Ромка непонимающе глянул на товарища, но потом слабо вытянул один уголок губ в ухмылке, скалясь по-звериному хитро.
— Мне — да, — он хохотнул, присел на корточки и потушил бычок о снег, откинув его в сторону, — Ты с Таракашкой, как со щенком, носишься.
Дверь позади ребят скрипнула, от чего они оба едва не подпрыгнули на месте. На пороге оказалась сонная Шиляева, замотанная в одеяло по самый кончик перебитого носа. Потирая один глаз кулаком, она промямлила:
— Вы чего? Куда ушли?
— Уже идём, — Ромка поднялся и по-приятельски похлопал замешкавшегося бурятёнка по плечу.
*
За ночь выспался только Ромка. Никто не предупредил Варю, что Пятифан храпит громче бульдозера. Утро было таким спокойным и солнечным, оно совсем не подходило для той опасности, в лапы которой дети вышагивали в сторону леса. Тем лучше, атмосфера на улице не подталкивала к мрачным размышлениям о смысле задуманного. Наоборот, всё воспринималось, как лёгкое приключение на голодный желудок.

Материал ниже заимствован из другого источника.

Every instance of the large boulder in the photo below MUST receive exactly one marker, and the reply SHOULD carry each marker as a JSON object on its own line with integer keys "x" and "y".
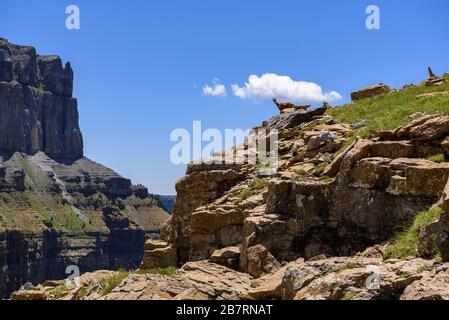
{"x": 158, "y": 254}
{"x": 228, "y": 257}
{"x": 370, "y": 92}
{"x": 259, "y": 262}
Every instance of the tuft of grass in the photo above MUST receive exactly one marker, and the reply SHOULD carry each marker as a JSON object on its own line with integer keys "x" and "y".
{"x": 392, "y": 110}
{"x": 404, "y": 245}
{"x": 301, "y": 172}
{"x": 349, "y": 296}
{"x": 438, "y": 158}
{"x": 113, "y": 282}
{"x": 389, "y": 111}
{"x": 254, "y": 186}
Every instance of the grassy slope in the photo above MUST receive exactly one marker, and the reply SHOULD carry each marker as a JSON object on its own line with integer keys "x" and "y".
{"x": 394, "y": 109}
{"x": 388, "y": 112}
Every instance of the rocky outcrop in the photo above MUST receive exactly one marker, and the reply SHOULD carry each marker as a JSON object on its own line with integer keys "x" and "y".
{"x": 58, "y": 208}
{"x": 370, "y": 92}
{"x": 37, "y": 110}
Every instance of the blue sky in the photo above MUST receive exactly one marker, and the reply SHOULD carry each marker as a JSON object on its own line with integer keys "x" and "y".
{"x": 140, "y": 65}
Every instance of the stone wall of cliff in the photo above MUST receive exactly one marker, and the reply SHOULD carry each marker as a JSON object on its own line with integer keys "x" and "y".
{"x": 58, "y": 208}
{"x": 37, "y": 110}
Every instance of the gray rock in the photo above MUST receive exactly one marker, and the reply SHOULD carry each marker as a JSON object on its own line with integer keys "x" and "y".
{"x": 37, "y": 111}
{"x": 291, "y": 120}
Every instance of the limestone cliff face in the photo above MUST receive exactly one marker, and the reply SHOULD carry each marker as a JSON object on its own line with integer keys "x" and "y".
{"x": 320, "y": 201}
{"x": 58, "y": 208}
{"x": 37, "y": 110}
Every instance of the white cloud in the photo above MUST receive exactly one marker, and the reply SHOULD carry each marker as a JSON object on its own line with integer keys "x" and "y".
{"x": 284, "y": 88}
{"x": 216, "y": 90}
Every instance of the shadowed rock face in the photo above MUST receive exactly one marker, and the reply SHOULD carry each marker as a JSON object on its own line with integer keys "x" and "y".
{"x": 58, "y": 208}
{"x": 37, "y": 110}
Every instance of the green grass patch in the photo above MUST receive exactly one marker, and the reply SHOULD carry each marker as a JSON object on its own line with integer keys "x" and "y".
{"x": 404, "y": 245}
{"x": 39, "y": 207}
{"x": 392, "y": 110}
{"x": 27, "y": 168}
{"x": 389, "y": 111}
{"x": 113, "y": 282}
{"x": 301, "y": 172}
{"x": 109, "y": 284}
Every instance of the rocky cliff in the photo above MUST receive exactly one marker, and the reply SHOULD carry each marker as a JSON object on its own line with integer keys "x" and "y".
{"x": 357, "y": 210}
{"x": 37, "y": 110}
{"x": 58, "y": 208}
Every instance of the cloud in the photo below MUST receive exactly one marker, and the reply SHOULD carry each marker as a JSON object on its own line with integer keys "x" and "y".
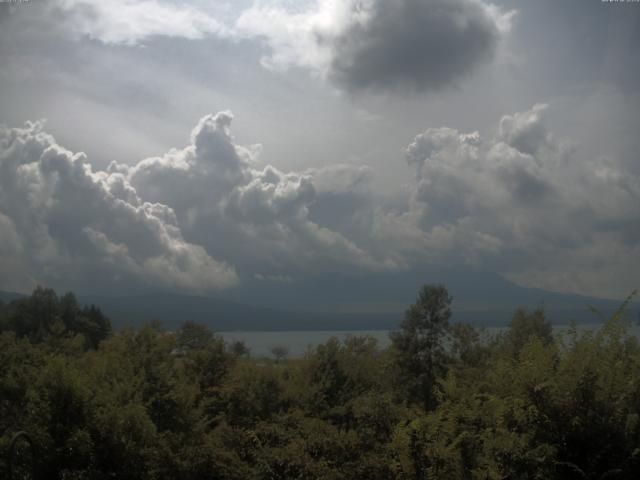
{"x": 523, "y": 203}
{"x": 380, "y": 44}
{"x": 519, "y": 201}
{"x": 71, "y": 225}
{"x": 256, "y": 217}
{"x": 132, "y": 21}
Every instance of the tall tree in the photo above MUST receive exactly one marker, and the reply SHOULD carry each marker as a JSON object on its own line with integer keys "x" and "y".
{"x": 419, "y": 344}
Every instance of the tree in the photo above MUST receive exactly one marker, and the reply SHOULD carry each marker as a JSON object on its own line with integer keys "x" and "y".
{"x": 525, "y": 327}
{"x": 279, "y": 352}
{"x": 419, "y": 348}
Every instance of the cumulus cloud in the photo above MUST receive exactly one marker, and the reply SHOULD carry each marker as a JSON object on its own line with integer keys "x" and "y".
{"x": 67, "y": 224}
{"x": 380, "y": 44}
{"x": 132, "y": 21}
{"x": 256, "y": 217}
{"x": 519, "y": 201}
{"x": 523, "y": 203}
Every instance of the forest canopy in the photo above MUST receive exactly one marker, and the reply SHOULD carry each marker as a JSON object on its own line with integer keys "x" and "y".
{"x": 445, "y": 400}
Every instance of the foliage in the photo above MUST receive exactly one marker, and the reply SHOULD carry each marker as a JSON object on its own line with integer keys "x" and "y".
{"x": 444, "y": 401}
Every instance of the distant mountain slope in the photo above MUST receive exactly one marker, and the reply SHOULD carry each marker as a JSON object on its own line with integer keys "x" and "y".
{"x": 9, "y": 296}
{"x": 346, "y": 303}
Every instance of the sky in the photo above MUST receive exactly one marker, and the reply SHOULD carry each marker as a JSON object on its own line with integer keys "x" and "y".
{"x": 192, "y": 145}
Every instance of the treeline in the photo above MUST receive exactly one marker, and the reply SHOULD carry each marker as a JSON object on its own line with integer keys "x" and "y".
{"x": 444, "y": 401}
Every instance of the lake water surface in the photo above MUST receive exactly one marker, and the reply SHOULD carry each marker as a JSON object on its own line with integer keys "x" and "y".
{"x": 260, "y": 343}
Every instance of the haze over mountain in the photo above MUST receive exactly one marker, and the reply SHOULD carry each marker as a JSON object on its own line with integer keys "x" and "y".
{"x": 373, "y": 146}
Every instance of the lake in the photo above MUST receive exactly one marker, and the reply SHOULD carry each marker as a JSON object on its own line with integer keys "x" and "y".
{"x": 260, "y": 343}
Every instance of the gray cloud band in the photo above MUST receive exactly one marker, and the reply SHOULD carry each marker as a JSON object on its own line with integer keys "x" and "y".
{"x": 519, "y": 202}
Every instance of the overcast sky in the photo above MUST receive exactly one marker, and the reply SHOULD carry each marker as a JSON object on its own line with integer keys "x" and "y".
{"x": 188, "y": 145}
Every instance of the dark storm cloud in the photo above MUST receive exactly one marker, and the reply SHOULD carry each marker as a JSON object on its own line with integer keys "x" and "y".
{"x": 381, "y": 44}
{"x": 421, "y": 44}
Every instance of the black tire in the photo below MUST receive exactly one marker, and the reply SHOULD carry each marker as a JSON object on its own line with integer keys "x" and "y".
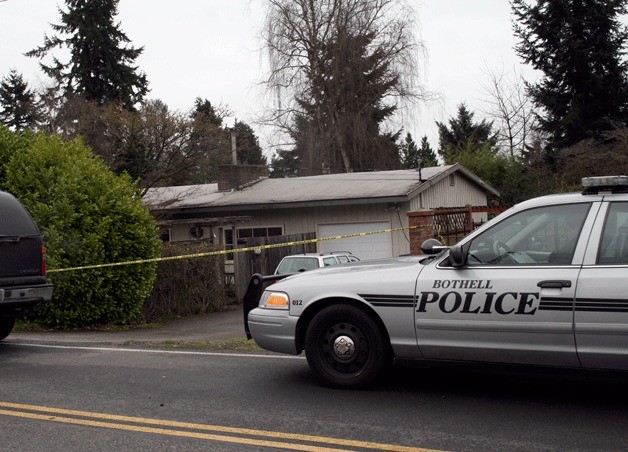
{"x": 344, "y": 365}
{"x": 6, "y": 326}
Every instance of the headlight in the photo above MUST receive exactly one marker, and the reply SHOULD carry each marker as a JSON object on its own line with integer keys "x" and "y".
{"x": 275, "y": 300}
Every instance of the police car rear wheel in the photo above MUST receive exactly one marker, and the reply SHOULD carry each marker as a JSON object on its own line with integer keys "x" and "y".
{"x": 345, "y": 347}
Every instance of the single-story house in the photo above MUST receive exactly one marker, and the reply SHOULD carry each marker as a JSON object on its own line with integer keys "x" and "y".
{"x": 245, "y": 204}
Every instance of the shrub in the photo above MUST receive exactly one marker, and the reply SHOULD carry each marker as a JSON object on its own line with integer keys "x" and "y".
{"x": 87, "y": 215}
{"x": 186, "y": 286}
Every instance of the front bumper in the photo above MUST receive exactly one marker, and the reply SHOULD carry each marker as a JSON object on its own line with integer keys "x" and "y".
{"x": 274, "y": 330}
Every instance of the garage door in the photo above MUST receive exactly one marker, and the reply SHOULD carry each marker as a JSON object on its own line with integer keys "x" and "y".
{"x": 372, "y": 246}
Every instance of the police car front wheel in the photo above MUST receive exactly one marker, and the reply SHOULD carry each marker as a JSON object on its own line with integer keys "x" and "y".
{"x": 345, "y": 347}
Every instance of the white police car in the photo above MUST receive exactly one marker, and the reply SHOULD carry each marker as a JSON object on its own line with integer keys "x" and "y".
{"x": 545, "y": 283}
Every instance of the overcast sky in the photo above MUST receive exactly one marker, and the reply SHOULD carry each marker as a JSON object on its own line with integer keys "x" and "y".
{"x": 211, "y": 49}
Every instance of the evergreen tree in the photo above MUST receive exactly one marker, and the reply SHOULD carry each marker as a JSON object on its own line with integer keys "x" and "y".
{"x": 579, "y": 46}
{"x": 284, "y": 164}
{"x": 101, "y": 66}
{"x": 247, "y": 145}
{"x": 427, "y": 154}
{"x": 209, "y": 141}
{"x": 205, "y": 111}
{"x": 463, "y": 134}
{"x": 340, "y": 124}
{"x": 340, "y": 69}
{"x": 19, "y": 108}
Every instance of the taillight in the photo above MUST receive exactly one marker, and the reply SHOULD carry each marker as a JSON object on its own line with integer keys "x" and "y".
{"x": 43, "y": 260}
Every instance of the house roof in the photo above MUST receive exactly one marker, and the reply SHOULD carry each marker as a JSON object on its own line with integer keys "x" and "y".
{"x": 328, "y": 189}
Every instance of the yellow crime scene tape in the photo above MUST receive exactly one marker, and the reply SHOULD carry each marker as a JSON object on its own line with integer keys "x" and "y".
{"x": 222, "y": 252}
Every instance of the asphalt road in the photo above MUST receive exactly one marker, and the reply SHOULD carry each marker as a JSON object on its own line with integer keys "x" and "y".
{"x": 147, "y": 399}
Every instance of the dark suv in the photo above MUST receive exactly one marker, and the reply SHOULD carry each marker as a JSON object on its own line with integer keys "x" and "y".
{"x": 23, "y": 282}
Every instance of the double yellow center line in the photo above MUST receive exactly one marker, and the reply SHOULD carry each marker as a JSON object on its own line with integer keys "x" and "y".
{"x": 250, "y": 437}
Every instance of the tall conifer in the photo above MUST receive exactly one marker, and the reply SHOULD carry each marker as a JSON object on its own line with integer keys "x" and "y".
{"x": 579, "y": 47}
{"x": 102, "y": 64}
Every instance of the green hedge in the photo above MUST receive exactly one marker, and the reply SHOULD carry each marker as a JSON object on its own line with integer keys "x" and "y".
{"x": 87, "y": 215}
{"x": 186, "y": 286}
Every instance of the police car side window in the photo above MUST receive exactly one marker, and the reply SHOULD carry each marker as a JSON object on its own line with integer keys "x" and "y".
{"x": 540, "y": 236}
{"x": 614, "y": 243}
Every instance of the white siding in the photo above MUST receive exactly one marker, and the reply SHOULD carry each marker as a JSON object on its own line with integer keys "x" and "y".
{"x": 295, "y": 221}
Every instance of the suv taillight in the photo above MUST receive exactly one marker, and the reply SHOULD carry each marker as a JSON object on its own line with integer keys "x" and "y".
{"x": 43, "y": 260}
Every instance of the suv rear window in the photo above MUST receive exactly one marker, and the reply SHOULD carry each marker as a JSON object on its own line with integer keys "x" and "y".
{"x": 14, "y": 219}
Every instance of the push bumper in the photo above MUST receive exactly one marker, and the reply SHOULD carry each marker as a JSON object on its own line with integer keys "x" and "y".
{"x": 274, "y": 330}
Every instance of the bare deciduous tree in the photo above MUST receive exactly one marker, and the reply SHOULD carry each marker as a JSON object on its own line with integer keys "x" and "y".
{"x": 310, "y": 44}
{"x": 512, "y": 111}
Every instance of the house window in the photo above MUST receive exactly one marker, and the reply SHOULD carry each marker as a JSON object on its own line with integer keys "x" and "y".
{"x": 246, "y": 233}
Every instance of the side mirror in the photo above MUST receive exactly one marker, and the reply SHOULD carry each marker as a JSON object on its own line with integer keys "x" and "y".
{"x": 457, "y": 256}
{"x": 432, "y": 246}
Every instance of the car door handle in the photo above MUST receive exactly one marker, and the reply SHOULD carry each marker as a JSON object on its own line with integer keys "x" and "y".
{"x": 558, "y": 284}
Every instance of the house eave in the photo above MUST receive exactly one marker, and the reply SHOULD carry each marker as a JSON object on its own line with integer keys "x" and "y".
{"x": 283, "y": 205}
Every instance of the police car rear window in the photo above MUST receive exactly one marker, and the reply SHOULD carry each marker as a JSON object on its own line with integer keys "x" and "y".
{"x": 614, "y": 243}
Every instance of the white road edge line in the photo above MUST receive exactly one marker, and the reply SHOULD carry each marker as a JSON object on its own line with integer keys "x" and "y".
{"x": 139, "y": 350}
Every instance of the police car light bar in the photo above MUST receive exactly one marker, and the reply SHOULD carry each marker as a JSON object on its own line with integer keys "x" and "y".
{"x": 609, "y": 184}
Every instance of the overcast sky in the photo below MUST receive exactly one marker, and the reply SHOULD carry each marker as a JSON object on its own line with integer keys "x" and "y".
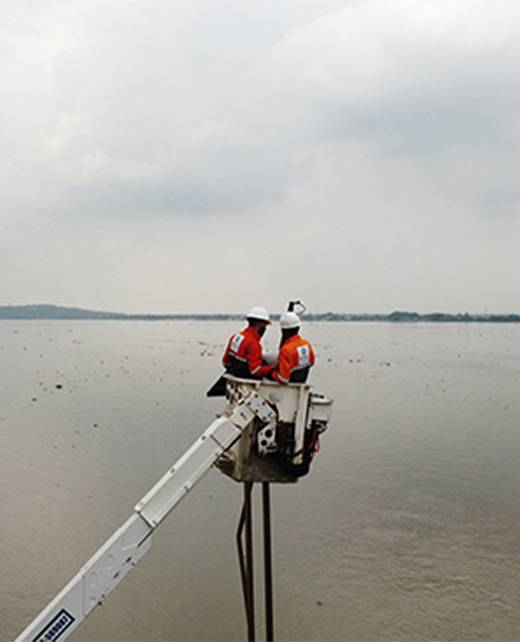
{"x": 209, "y": 155}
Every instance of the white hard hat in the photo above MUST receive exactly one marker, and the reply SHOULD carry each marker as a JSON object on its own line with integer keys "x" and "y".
{"x": 259, "y": 314}
{"x": 289, "y": 320}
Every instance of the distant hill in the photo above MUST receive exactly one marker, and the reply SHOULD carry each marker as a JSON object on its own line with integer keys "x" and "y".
{"x": 48, "y": 312}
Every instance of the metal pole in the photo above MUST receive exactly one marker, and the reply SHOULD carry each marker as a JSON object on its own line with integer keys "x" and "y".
{"x": 268, "y": 564}
{"x": 249, "y": 561}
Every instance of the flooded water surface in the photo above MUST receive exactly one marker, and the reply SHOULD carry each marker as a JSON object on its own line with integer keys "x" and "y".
{"x": 407, "y": 528}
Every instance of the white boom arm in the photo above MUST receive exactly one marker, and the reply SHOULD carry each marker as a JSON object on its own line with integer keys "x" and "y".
{"x": 121, "y": 552}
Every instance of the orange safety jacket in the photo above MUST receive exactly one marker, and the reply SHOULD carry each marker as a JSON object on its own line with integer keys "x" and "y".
{"x": 294, "y": 360}
{"x": 243, "y": 355}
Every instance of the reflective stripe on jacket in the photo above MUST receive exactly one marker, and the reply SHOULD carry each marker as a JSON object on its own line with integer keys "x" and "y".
{"x": 294, "y": 361}
{"x": 243, "y": 355}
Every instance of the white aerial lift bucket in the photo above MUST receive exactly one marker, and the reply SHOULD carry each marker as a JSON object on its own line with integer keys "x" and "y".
{"x": 281, "y": 449}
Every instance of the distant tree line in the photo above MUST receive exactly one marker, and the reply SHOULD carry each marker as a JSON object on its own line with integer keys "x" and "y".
{"x": 48, "y": 312}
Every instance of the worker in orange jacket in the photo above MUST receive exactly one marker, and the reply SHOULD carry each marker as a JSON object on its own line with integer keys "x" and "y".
{"x": 296, "y": 356}
{"x": 243, "y": 356}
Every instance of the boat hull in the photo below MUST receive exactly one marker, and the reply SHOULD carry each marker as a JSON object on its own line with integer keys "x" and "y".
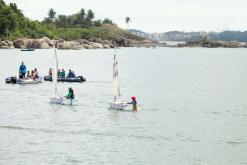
{"x": 15, "y": 80}
{"x": 29, "y": 81}
{"x": 118, "y": 105}
{"x": 61, "y": 101}
{"x": 59, "y": 79}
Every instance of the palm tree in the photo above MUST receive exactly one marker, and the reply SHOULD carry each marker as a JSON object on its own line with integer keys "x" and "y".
{"x": 127, "y": 21}
{"x": 90, "y": 15}
{"x": 51, "y": 15}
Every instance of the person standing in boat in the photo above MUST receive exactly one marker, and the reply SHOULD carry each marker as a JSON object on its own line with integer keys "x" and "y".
{"x": 22, "y": 70}
{"x": 63, "y": 73}
{"x": 134, "y": 103}
{"x": 28, "y": 75}
{"x": 70, "y": 95}
{"x": 50, "y": 72}
{"x": 35, "y": 74}
{"x": 71, "y": 74}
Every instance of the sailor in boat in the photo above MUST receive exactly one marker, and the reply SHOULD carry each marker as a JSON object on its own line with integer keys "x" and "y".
{"x": 70, "y": 95}
{"x": 63, "y": 73}
{"x": 134, "y": 103}
{"x": 22, "y": 70}
{"x": 58, "y": 73}
{"x": 50, "y": 72}
{"x": 28, "y": 75}
{"x": 71, "y": 74}
{"x": 35, "y": 74}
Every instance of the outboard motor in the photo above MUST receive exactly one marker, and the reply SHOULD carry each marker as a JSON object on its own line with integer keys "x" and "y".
{"x": 11, "y": 80}
{"x": 82, "y": 78}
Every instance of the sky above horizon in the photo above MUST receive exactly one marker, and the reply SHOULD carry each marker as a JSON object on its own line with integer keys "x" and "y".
{"x": 151, "y": 16}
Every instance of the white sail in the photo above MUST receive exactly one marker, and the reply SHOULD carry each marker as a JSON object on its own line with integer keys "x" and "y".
{"x": 54, "y": 72}
{"x": 116, "y": 85}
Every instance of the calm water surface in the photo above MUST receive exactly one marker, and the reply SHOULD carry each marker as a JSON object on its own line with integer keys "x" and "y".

Волнение лишь слабыми толчками отдавалось где-то в животе у Шиляевой и дружный хохот товарищей заставлял его спрятаться ещё глубже, к самому позвоночнику. У девочки было твёрдое ощущение, что сегодня ничего они не найдут. Вернутся вечером домой, уставшие и довольные вылазкой, снова позвонит папа и скажет: «Второй день прогула — это уже ни в какие ворота». А Варе будет так всё равно на уроки и замечания учителей, что родительские упрёки не смогут ухудшить ей настроение.
Вот как представлялся солнечный, свежий день на окраине посёлка.
Обогнув пару домов, мальчики свернули на новую улицу, на которой раньше Варя не была. Ромка объяснил, что такой путь короче и оттуда как раз идёт тропинка к самой сердцевине леса.
Когда троица вышла на новую тропу, кто-то позади неожиданно окликнул их мягким мелодичным голосом. Точнее, не всех…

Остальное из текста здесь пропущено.